GST is sure to rise to 15% and no government wants to introduce a tax rise in an election year, effectively ruling out an April 1, 2011, introduction date.
Even with some significant improvements to the money New Zealanders receive in their back pocket, the Government will not want to risk a backlash to an increase in GST from 12.5% to 15% - even with the expected compensation packages for people on benefits, pensions and the minimum wage.
The Otago Daily Times understands some of those changes are being firmed up this month.
Most will be finished by early April so they can be announced in the Budget.
Revenue Minister Peter Dunne described the forthcoming tax package as "the big bang for the bucks" approach.
There was no point rearranging the deck chairs when there was a chance to lift New Zealand back into the leading tax systems of the world in one hit, he said in an interview.
It is expected depreciation rules around the ownership of commercial property will change, GST will rise to 15% and the top tax rate of 38% will be aligned with the trust rate of 33%.
Some commentators have predicted that the alignment of the top and trust tax rates will mean both move to 36%, but indications last week showed it was more likely the top rate would move immediately to 33% on October 1.
Mr Dunne said about 10,000 families were using trusts to minimise the tax they paid.
While the Government had indicated there would be no changes to Working for Families, the use of trusts was likely to be changed to reduce opportunities for tax avoidance.
"There is some anger that this is happening with people asking how come they are getting away with it.
No-one can justify letting that behaviour continue," he said.
Other income tax rates would be adjusted accordingly, particularly for middle-income people.
Those on low incomes would receive additional financial help to compensate for a higher GST rate.
A team of Government ministers and officials have worked out the major tax alterations needed but work was still being carried out on the compensation needed for the lower-end of the income spectrum, the Otago Daily Times understands.
Prime Minister John Key was last week handed a gift by his Australian counterpart Kevin Rudd.

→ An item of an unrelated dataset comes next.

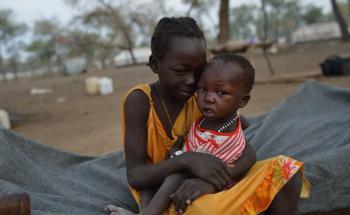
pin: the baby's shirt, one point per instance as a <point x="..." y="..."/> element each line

For years, New Zealanders have been told that Australians pay much less tax than those in this country.
Treasury Secretary Ken Henry and his panel handed a wide-ranging review of the tax system to the Government late last year.
The concern was that the Henry Tax Review promised wide-ranging reform that would have left New Zealand even further divorced from its transtasman neighbour's tax regime.
However, Mr Rudd said there was still no timetable on when he would release the Henry review, adding that he had been too busy on the health and hospitals reform.
He said he had not worked his way through the independent tax proposal report.
Mr Rudd said the Government would not take on all recommendations made in the independent review of the tax system.
Contrast that to the New Zealand Government following the release of the Tax Working Group's report on January 20.
Substantial changes will be included in the Budget and implemented later this year.
Finance Minister Bill English and Mr Dunne were in Dunedin last week.
Both men were bound by the secrecy rules around the release of the Budget but Mr Dunne was prepared to discuss the rationale behind the proposed changes.
If there were to be changes, Mr Key had said they needed to demonstrate significant advantages to all New Zealanders in an effort to sell the message of change.
The changes needed to be made on the basis of being equitable and easy to operate, Mr Dunne said.
Part of the confidence and supply agreement United Future has with National, and it remains Mr Dunne's wish, was for the top tax rate, company tax and the trust rate to be aligned at 30%.
While recognising that was a step too far in this year's Budget, Mr Dunne indicated that further tax reform would be on the Government's agenda.
A big lesson had been learned from the tax working group.
Reforms in 1988 had taken New Zealand to the top of the world for progressive tax systems.
Then reform languished, until 2007, when some tinkering made New Zealanders slightly better off.
Mr Dunne said that while New Zealand would not get 30-30-30 this year, once this tax package was in place, it would keep on with the process.
"Reform will keep us in line with the rest of the world."